El noble hombre se puso de pie. Y la gente lo admiraba. Era un faro de esperanza, si bien seguía siendo solo un hombre. Y era en aquella verdad donde se hallaba la mayor promesa: si un hombre podía enfrentarse a la noche, también podían hacerlo otros, o todos.

En su diestra, el hombre portaba una rosa y su aura brillaba resplandeciente.

Cuando el hombre reanudaba su camino, la gente no lo olvidaba. Allí por donde pasaba la esperanza se extendía. Pero el hombre escondía un temor secreto. Sus pensamientos eran oscuros. Una tristeza amenazaba con salir de las entrañas de su ser. Había sido un héroe durante tanto tiempo que el orgullo le había llevado al sendero del pesar.

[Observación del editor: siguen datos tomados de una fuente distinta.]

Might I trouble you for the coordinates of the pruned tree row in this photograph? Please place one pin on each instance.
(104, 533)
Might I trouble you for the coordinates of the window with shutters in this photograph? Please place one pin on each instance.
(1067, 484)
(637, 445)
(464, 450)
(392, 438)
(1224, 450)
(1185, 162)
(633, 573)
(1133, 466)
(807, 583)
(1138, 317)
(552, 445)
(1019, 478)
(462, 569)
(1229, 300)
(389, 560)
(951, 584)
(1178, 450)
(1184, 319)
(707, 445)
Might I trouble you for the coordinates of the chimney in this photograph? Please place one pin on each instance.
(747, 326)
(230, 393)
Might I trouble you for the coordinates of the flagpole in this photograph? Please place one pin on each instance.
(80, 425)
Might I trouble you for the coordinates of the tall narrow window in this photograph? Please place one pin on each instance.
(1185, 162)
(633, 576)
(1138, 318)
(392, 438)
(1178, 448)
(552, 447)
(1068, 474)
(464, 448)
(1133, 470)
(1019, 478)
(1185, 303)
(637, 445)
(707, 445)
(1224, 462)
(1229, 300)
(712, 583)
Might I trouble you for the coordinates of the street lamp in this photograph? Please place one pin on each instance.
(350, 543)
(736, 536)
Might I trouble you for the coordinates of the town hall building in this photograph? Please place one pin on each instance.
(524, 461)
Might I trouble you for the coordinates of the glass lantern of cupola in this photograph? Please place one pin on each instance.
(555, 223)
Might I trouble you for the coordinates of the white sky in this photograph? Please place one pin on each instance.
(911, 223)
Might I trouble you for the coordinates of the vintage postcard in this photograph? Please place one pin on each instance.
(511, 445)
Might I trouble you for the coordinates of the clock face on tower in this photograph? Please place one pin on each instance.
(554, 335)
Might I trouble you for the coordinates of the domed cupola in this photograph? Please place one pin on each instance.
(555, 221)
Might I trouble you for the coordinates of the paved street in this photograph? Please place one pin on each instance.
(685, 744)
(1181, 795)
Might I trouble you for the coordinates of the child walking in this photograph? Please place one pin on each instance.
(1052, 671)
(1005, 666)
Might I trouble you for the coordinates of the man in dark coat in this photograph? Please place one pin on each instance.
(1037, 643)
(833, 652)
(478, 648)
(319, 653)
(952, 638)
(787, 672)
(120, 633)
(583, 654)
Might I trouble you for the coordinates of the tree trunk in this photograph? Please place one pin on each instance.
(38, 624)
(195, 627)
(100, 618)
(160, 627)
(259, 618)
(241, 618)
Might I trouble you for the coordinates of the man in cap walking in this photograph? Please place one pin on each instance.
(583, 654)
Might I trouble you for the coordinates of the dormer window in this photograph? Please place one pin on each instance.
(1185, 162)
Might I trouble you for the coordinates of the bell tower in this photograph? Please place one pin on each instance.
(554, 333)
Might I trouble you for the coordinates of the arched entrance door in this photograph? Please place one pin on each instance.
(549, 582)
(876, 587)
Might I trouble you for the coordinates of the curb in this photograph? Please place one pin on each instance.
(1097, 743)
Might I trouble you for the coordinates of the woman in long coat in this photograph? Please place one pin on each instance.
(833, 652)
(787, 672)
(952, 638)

Poco a poco, el susurro de las sombras se convirtió en una voz, una lóbrega llamada que ofreció la suficiente gloria como para hacer divagar la Luz más ardiente. Él sabía que se estaba apagando, pero anhelaba gloria.

En su último día, se sentó a ver la puesta de sol. Sus últimos pensamientos, todavía puro de cuerpo y mente, se aferraron a la fugaz esperanza de que el mundo lo recordaría por quien había sido y no por el sufrimiento que iba a causar.

Así, el hombre honorable se ocultó tras una oscuridad que ninguna carne jamás debería tocar y abandonó su parte mortal para reclamar su derecho natural. Si fue por elección propia o un capricho de la fortuna es una verdad que solo conoce el destino.

En el cálido aire de aquel anochecer, mientras la noche devoraba el crepúsculo, el noble hombre dejó de existir. En su lugar se alzó otro hombre.

La misma carne. El mismo hueso. Pero un hombre muy diferente.

El primero y último de su linaje. El único ancestro y descendiente del nombre de Yor.

En sus primeros instantes como individuo nuevo, el hombre contempló su rosa y por primera vez se dio cuenta de que no tenía pétalos: solo el punzante propósito de las espinas rabiosas.